Hookup culture is the language of my generation, but it feels like one I was never fluent in. At college, love is treated like a punchline. Something outdated, too heavy, and too earnest. We trade Snapchats like secrets, kisses like currency, and we’re supposed to call that freedom. No strings, no expectations, no feelings. But I’ve never been able to look at it without thinking: What’s the point of being touched if no one really sees you?

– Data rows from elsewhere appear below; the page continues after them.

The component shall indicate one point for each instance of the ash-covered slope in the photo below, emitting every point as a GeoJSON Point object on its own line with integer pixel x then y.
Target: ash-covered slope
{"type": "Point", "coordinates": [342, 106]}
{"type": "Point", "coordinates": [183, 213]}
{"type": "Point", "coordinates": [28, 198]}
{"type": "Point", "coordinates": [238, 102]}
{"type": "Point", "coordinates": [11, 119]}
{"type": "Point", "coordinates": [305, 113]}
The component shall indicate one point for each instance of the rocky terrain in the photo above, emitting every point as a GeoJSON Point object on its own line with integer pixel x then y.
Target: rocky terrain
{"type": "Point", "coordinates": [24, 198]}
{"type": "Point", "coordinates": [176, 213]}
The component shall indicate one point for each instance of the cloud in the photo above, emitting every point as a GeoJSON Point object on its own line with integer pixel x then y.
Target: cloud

I’ve tried to play along, I’ll admit. I’ve answered the late-night texts and laughed off the disappearing acts. I’ve told myself none of it matters. But it always did. Because beneath the sarcasm, beneath the masks of indifference, I am not casual. I’m not “chill.” I care so much more than that.
I want the kind of love that stays. The kind you find in the movies: rain soaked confessions, mixtapes perfectly curated, slow dances in the kitchen. I want to be someone’s favorite story, not just the footnote.
Maybe that means I was born in the wrong generation.
I should be slipping handwritten notes into lockers, waiting by the phone for someone who actually called, believing in forever without irony. Instead, I’m here, scrolling through a culture where wanting more is treated like the plague, loyalty is as scarce as toilet paper during the COVID-19 Pandemic, and actual connection is non-existent.
This summer though, I stopped trying to apologize for what I want. If no one else was going to treat me like I mattered, I decided I would. I planned a night for myself the way I used to dream someone else might. I drove with the windows down, my favorite songs filling the night like a soundtrack of one of those coming of age indie movies.
I picked up takeout and ate it right there in the parking lot, no compromises or small talk. Later, I sang in the shower until the walls hummed back, loud enough for the neighbors to hear. And when it was all winding down, my cat curled into me, steady and sure.
She doesn’t flinch when I get too close. She doesn’t leave, she just stays.
That night felt like a reminder, love doesn’t have to disappear when you stop chasing it. Sometimes it waits in the quiet, in the loyalty of a pet, or in the way music hits the same nerve every time. Maybe I’ve been searching for something eternal in a culture that worships temporary, but that doesn’t make me wrong. It just makes me unwilling to settle.
So, maybe I was born in the wrong generation for love. But I’d rather hold out for love that lingers than convince myself that love doesn’t matter. Because deep down, even in a world trying so hard not to care, I know I’m not the only one still hoping for something more.